I spent a few minutes browsing the internet for repair manuals, user manuals, or other helpful hints that might help diagnose this problem but found very little, save for those SEO spam sites that seem to log every error condition on every device ever built- but fail to offer solutions. The user manual for a similar Pentax P&S model points to problems with the zoom lens, and this was corroborated by a number of confused newsgroup posts, but no actual solutions.

So, on a cloudy Saturday afternoon I sat down with a small screwdriver and decided to dive in to see what was wrong with the zoom lens. I don’t know what I was looking for exactly- I was reminded of a an old Jerry Seinfeld bit about opening the hood of your broken-down car and not knowing what you’re looking for. A big red button that says “ON” that you can flip?

I wasn’t careful when disassembling the camera, and minutes after making a comment that I needed to put it back together without electrocuting myself, I took a jolt from the capacitors. Try your best to only touch the plastic on the camera while you’re working on it or you’re likely to get zapped. It didn’t kill me, but I did get a blister and my girlfriend told me I screamed and jumped across the room. Be careful!

Anyhow, by removing the two screws on the left side, the two screws holding on the strap, the 3 on the bottom, and the 1 screw in the film compartment on the right side where the full spool sits (plus 1 or 2 more on top in the back that holds the top plastic in place), you’ll be able to remove the top and front of the camera, exposing the innards. 

Pentax gear cover plate

Take a look at the metal plate on the left, with the small box labeled “M934”. That’s the motor that drives the gear assemblage (obscured by the metal plate) for the zoom lens. Remove those few screws and pull away the motor and plate, exposing the gears.

Pentax gear assembly

Gently grab the gear assembly and set it aside. Be careful not to drop it, as all the gears could fall out of place. Take your finger and make sure they all spin freely. If they don’t, bump them back into place and add a small drop of lubricant if necessary.

Pentax zoom gear

What you’re really looking for is the black cog which drives the zoom. It’s circled here in red. With your screwdriver or finger, gently spin it until the zoom lens closes and retracts back into the body (in the full “off” position). If it’s already there, go the other way and ensure you can fully open and close it.

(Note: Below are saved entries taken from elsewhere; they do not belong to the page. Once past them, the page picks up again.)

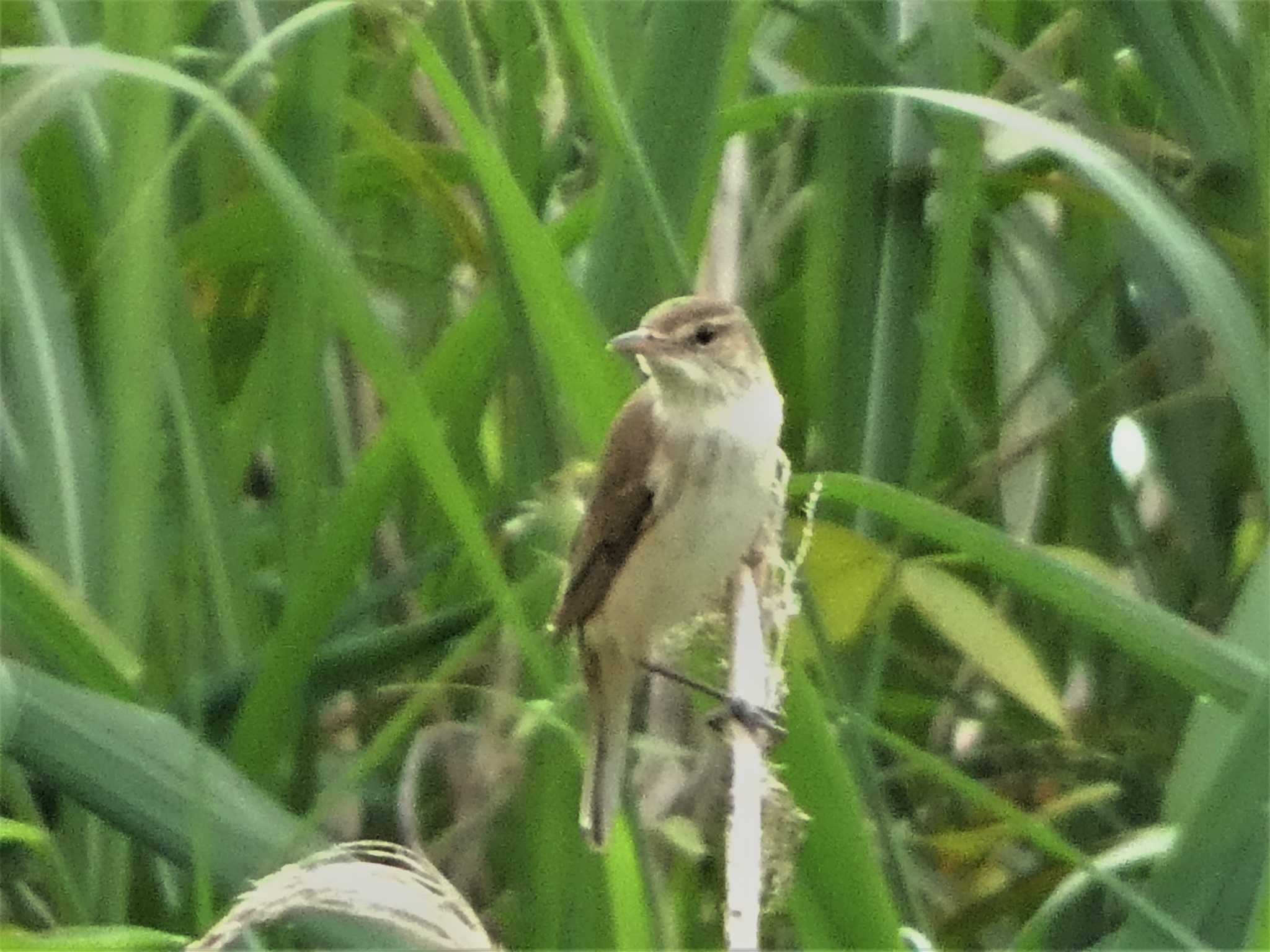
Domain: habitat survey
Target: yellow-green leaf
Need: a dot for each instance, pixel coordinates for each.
(961, 615)
(845, 571)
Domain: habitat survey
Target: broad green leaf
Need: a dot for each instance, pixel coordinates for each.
(984, 635)
(146, 775)
(1046, 928)
(45, 619)
(370, 342)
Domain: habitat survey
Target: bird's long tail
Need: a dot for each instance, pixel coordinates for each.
(610, 690)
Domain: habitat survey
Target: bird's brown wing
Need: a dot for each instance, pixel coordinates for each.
(619, 514)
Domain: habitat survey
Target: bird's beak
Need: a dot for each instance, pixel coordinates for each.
(636, 342)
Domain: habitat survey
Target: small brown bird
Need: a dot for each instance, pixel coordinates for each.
(686, 483)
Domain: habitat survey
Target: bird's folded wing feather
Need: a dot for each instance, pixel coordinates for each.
(620, 512)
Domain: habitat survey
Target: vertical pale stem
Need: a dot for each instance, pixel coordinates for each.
(748, 684)
(721, 277)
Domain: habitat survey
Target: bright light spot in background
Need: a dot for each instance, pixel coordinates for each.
(1128, 450)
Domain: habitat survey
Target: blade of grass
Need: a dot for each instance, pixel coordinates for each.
(54, 624)
(1033, 829)
(138, 770)
(837, 860)
(566, 333)
(1161, 639)
(371, 345)
(619, 134)
(1217, 301)
(135, 309)
(54, 482)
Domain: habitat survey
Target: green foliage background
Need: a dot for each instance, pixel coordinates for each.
(304, 322)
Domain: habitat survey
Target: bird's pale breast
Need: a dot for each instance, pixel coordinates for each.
(717, 485)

In my case all I had to do was close it. I then popped the front case back on and inserted the battery. It whirred to lift for the first time, the motor squealed back and forth before flashing the “U2” error on the screen. This is a different zoom lens error code, and it’s expected as you haven’t put your gears back in yet!

So, do that. Remove the battery, remove the case again, Pop the cogs back in and set the motor back on top. Screw everything back together and load up with film!

All together this took me about 30 minutes. If you’re having trouble with your Pentax P&S I recommend giving this procedure a shot before tossing it out. Good luck!

1 Comment »

  1. I just removed the motor and now use it as a manual zoom.